- Born: 1941 Quebec City, Quebec
- Died: March 23, 2003 (aged 61–62)
- Occupation: Endocrinologist

= Jean Dussault =

Canadian endocrinologist

Jean H. Dussault (1941 – March 23, 2003) was a Canadian endocrinologist. He helped develop a blood test for the early detection of congenital hypothyroidism, a condition of severely stunted physical and mental growth due to untreated congenital deficiency of thyroid hormones.

Born in Quebec City, Quebec, Dussault received a bachelor's degree from the Université de Montréal in 1960 and a Doctor of Medicine in 1965 from the Université Laval.

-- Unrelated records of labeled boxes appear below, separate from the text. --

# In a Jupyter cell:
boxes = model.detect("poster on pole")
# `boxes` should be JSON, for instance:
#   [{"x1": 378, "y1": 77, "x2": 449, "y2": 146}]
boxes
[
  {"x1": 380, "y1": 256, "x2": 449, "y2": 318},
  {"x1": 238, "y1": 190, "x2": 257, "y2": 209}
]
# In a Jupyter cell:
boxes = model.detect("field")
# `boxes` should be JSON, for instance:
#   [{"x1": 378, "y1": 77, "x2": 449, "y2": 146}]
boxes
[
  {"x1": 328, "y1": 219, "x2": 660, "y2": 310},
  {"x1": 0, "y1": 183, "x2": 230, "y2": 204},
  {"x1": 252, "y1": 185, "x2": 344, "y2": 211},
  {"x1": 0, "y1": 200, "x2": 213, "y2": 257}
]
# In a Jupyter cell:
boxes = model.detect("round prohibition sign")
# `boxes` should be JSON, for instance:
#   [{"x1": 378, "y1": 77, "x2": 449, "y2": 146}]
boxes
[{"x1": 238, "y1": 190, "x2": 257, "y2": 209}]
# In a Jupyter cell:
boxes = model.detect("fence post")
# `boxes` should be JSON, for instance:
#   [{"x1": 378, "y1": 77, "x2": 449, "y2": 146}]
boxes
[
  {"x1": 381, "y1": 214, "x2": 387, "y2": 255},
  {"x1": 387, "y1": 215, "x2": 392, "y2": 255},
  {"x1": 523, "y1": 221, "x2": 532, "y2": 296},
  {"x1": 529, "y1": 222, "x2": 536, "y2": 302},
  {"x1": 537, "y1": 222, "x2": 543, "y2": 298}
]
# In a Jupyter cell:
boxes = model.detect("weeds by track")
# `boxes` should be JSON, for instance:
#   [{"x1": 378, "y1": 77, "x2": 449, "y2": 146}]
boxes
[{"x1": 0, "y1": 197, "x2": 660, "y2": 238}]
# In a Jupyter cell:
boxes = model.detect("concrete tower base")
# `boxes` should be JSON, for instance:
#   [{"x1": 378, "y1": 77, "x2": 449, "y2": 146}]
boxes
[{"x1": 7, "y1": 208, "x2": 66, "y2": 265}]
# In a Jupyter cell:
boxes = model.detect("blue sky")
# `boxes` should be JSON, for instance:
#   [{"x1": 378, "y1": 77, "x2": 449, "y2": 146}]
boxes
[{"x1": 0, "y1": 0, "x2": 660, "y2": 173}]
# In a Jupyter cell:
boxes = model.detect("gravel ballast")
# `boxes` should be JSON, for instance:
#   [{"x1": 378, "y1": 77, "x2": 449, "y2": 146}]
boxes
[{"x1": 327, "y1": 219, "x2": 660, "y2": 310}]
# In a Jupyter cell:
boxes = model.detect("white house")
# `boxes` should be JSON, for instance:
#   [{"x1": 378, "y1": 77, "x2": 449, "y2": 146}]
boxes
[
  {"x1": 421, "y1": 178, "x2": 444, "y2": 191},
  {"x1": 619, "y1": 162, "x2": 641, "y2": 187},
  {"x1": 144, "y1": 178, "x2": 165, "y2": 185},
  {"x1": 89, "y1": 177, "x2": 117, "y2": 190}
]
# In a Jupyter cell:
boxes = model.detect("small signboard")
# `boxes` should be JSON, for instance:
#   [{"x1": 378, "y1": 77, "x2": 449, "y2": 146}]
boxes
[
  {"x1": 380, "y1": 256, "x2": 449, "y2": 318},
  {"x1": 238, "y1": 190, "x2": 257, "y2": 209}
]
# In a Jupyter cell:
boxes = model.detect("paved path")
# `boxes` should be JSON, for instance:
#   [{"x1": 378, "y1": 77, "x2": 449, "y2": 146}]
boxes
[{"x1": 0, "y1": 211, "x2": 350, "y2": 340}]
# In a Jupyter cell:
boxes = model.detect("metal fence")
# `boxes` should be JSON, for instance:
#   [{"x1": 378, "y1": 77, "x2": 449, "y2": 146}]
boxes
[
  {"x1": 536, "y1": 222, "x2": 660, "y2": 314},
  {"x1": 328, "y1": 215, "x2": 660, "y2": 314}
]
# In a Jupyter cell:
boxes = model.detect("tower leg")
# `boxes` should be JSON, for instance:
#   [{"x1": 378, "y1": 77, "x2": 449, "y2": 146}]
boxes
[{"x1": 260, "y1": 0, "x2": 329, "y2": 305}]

He took his residency in Medicine at the Enfant-Jesus Hospital in Quebec City and additional research training at the University of Toronto and UCLA. In 1971, he joined the department of Endocrinology and Metabolism at the Faculté de médecine - Université Laval.

In 1982, he was nominated for the Nobel Prize in Medicine. In 1988, he was made a Member of the Order of Canada and was awarded the Ernest C. Manning Awards Foundation Innovation Award for having "formulated a method of testing infants for congenital hypothyroidism, thus saving children from irreversible mental retardation". In 2000, he was made an Officer of the National Order of Quebec. In 2007, he was inducted into the Canadian Medical Hall of Fame.